Si bien las misas fueron frecuentes, las devociones populares fueron alimentadas por los autos sacramentales, dramas litúrgicos que representaban los misterios de Cristo, siendo uno de los más antiguos el «Auto de los Reyes de Magos» (1145) encontrado en un códice del Cabildo Catedralicio de Toledo, donde se recoge la tradición de la adoración de los Reyes Magos que sería representada por los clérigos toledanos en las fiestas navideñas. Estas representaciones siguieron a lo largo de toda la Edad Media; así, a mediados del siglo XV el dramaturgo palentino Gómez Manrique (1412-1490), tío de Jorge Manrique, escribió el «Auto del nacimiento de Nuestro Señor», una obra para ser representada en el Monasterio de Santa Clara de Calabazanos (Palencia) en el que su hermana era vicaria y en el que se sigue representando en nuestros días. En Castilla no había una tradición material del misterio.

Fue en la misa de Navidad de 1223 cuando San Francisco de Asís organizó por primera vez un belén viviente con los feligreses del pueblo italiano de Greccio; e introduciendo el buey y la mula que aparecen en los textos del profeta Isaías. Pronto, estas figuras vivientes pasaron a ser representadas en madera y terracota, siendo posiblemente uno de los belenes más antiguos conservados el de San Giovanni Carbonara en Nápoles con figuras de mediados del XIV.

En España, el belén más antiguo que tenemos hoy es de la antigua Iglesia de Santa María de los Ángeles, de Palma de Mallorca, al que los investigadores atribuyen la autoría de Alamanno, un autor napolitano de finales del siglo XV. Muchos monasterios y aristócratas tuvieron sus propios pesebres napolitanos, como el donado en el siglo XVII por los condes de Lemos, virreyes de Nápoles, al monasterio de Clarisas de Monforte de Lemos; o el belén del Monasterio de las Descalzas Reales de Madrid. Estos pesebres contemplaban el misterio de manera sobria alejados de la viveza de la tradición de la sociedad napolitana, donde lo sagrado y lo profano convivían en armonía y de la que fue partícipe Carlos III durante sus 25 años de reinado de las Dos Sicilias (1734-1759).

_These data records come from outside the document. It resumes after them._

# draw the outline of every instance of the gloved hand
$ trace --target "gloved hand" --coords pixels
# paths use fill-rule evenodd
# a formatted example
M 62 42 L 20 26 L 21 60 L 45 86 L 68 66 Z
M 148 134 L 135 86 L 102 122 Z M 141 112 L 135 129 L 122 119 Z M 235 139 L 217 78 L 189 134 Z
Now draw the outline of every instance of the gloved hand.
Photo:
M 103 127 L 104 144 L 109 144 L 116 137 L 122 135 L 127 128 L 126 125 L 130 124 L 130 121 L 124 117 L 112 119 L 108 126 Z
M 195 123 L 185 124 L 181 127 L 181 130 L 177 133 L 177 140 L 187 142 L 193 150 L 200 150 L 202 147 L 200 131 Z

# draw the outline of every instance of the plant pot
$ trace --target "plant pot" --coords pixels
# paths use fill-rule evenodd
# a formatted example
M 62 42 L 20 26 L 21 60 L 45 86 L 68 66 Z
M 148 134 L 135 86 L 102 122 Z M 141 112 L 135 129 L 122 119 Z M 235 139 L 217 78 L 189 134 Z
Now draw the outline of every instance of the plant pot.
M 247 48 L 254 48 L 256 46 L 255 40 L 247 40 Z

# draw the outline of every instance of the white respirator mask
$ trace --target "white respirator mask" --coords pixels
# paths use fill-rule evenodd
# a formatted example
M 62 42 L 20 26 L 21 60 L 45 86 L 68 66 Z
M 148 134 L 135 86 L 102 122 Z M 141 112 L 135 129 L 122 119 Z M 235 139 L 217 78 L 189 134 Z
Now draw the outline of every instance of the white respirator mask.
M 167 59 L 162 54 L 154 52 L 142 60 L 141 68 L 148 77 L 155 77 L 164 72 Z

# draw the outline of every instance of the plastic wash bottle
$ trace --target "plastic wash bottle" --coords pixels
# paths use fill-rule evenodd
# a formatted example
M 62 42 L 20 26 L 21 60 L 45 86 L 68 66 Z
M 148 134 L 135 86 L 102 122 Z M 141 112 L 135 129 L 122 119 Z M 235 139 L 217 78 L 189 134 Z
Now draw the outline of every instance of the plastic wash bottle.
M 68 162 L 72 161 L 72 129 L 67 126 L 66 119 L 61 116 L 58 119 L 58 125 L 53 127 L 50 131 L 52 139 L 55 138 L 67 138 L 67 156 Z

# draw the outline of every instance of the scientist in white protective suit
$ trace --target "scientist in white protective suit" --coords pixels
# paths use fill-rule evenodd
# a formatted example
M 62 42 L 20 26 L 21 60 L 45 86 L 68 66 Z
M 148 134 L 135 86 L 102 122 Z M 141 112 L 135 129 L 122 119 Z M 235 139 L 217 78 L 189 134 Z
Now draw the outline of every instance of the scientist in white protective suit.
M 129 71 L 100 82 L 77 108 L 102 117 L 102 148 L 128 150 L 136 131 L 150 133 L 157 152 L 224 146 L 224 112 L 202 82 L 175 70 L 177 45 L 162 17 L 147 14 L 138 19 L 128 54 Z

En Nápoles, los belenes ocupaban lugares destacados en las villas nobles y burguesas. Comenzado diciembre, «montar el belén» suponía toda una fiesta social en la que todos participaban y se representaban, como hizo Carlos III en el palacio del Buen Retiro de Madrid en la Navidad de 1760. Arquitectos, pintores de cámara y operarios de palacio montaron un belén con panaderos, pescaderos, pastores y reyes con telas de San Lucio y paisajes con ruinas como las de Pompeya y Herculano cuyas excavaciones había patrocinado el monarca. Continuó esta costumbre con su hijo Carlos IV, encargando figuras a importantes escultores como Roberto Michel, José Esteve o José Ginés. En total, 5.900 personajes de los que solo se conservan 89 y que fue completado gracias a los esfuerzos de Patrimonio Nacional.